To allocate a dynamic list I was doing something like this inside a loop:

num_bonds = num_bonds + 1;
int *bond_type_lst_arr = (int *)bond_type_lst.ret_array_ptr(OM_GET_ARRAY_RW);
bond_type_lst_arr[num_bonds-1] = H_BOND;
ARRfree(bond_type_lst_arr);

This was a real performance killer. Then I changed it to:

bond_type_lst_vect.push_back(int(H_BOND));
followed by a copy to bond_type_lst_arr outside the loop

And, together with the search algorithm change, my timing went from 48 sec to 0.7 sec. Amazing!

Esoteric options

--file-ordering map_file

The --file-ordering option causes "gprof" to print a suggested
.o link line ordering for the program based on profiling data.
This option suggests an ordering which may improve paging, tlb
and cache behavior for the program on systems which do not
support arbitrary ordering of functions in an executable.

Use of the -a argument is highly recommended with this option.

The map_file argument is a pathname to a file which provides
function name to object file mappings. The format of the file
is similar to the output of the program "nm".

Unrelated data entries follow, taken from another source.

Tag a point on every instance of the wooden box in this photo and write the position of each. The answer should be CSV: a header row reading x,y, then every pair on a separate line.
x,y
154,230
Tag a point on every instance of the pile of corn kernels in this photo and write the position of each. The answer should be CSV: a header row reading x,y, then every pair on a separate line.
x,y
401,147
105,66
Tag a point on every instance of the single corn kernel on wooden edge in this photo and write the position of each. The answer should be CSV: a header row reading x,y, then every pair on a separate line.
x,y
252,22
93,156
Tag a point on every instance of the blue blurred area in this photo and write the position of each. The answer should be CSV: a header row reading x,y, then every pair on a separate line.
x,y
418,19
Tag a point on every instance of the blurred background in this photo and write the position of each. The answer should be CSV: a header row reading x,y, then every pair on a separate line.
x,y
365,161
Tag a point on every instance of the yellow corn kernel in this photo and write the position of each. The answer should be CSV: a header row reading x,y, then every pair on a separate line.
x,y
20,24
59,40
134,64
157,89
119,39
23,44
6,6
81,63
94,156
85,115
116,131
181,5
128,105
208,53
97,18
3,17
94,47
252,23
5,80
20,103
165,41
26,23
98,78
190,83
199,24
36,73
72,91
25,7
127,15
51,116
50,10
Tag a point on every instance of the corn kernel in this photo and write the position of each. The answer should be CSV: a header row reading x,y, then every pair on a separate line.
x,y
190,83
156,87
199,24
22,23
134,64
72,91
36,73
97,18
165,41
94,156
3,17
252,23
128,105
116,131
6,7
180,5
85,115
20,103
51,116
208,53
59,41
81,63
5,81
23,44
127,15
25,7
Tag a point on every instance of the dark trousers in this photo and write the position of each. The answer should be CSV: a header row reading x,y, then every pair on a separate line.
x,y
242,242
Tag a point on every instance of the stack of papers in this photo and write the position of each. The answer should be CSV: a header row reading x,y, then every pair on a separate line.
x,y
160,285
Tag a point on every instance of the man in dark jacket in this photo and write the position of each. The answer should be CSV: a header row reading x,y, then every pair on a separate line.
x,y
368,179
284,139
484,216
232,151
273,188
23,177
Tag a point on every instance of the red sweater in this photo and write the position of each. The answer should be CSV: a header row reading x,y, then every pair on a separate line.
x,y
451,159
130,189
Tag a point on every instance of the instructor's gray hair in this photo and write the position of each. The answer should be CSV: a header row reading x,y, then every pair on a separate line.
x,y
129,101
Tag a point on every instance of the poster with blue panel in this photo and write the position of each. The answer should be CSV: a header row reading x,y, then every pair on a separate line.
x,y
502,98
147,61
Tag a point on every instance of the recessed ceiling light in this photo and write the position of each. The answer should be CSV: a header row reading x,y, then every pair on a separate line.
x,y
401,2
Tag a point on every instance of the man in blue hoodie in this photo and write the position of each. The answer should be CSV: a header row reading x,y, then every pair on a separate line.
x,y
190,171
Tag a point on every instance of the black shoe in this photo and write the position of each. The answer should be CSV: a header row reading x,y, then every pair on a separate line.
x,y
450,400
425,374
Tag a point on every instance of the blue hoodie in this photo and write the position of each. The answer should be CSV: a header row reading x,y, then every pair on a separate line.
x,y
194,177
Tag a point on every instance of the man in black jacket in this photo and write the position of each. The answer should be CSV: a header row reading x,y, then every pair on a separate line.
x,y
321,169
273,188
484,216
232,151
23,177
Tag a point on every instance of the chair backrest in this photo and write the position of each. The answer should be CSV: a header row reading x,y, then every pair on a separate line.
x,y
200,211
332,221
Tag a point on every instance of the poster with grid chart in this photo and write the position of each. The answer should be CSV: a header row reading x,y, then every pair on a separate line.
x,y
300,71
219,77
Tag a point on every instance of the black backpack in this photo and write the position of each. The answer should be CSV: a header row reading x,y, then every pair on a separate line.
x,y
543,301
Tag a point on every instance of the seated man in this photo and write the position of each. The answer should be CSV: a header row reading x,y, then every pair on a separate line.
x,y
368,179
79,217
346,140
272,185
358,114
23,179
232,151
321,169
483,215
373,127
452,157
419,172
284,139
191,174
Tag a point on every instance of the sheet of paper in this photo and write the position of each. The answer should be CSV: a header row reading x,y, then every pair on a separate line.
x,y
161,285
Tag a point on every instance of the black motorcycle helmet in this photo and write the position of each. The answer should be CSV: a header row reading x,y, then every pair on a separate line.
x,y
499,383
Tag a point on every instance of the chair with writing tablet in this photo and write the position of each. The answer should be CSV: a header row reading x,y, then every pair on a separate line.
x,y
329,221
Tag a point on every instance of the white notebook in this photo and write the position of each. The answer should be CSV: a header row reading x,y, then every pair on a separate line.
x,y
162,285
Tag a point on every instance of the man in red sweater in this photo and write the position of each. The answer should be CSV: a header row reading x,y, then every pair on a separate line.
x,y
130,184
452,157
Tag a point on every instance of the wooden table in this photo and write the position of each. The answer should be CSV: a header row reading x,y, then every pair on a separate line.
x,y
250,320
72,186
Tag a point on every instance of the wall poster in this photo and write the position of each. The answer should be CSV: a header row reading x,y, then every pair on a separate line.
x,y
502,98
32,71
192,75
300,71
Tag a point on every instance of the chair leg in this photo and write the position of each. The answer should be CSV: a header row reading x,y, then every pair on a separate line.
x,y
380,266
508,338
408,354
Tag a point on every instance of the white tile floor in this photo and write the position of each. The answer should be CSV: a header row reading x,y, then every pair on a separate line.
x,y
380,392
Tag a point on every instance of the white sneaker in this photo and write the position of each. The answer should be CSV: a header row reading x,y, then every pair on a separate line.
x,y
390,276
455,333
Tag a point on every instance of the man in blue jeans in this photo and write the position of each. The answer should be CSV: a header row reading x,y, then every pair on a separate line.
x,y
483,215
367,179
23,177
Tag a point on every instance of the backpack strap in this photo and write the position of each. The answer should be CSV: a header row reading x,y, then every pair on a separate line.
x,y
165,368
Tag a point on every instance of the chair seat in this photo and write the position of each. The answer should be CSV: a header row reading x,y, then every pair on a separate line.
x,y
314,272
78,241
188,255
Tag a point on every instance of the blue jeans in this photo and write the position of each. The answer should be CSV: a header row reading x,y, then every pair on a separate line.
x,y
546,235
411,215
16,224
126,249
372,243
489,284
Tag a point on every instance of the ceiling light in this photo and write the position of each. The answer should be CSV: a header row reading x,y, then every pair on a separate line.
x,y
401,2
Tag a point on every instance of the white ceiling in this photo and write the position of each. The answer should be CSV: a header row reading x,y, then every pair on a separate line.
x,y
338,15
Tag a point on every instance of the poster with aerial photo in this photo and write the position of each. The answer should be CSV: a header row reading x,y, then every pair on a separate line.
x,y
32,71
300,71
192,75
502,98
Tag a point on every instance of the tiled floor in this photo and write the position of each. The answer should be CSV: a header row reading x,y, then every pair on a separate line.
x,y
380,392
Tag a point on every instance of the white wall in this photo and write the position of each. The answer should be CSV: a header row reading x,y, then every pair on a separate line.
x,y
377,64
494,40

To create a map_file with GNU "nm", type a command like:

"nm --extern-only --defined-only -v --print-file-name program-name"

Not tried yet.

Code cleaning

Compiling with:

-Wall -pedantic

is really too much. So it is better to use (-O to catch uninitializated variables usage):

-Wall -0

Another exercise is to compile both on Linux and Windows.

Use lint, splint, indent to catch dubious code format.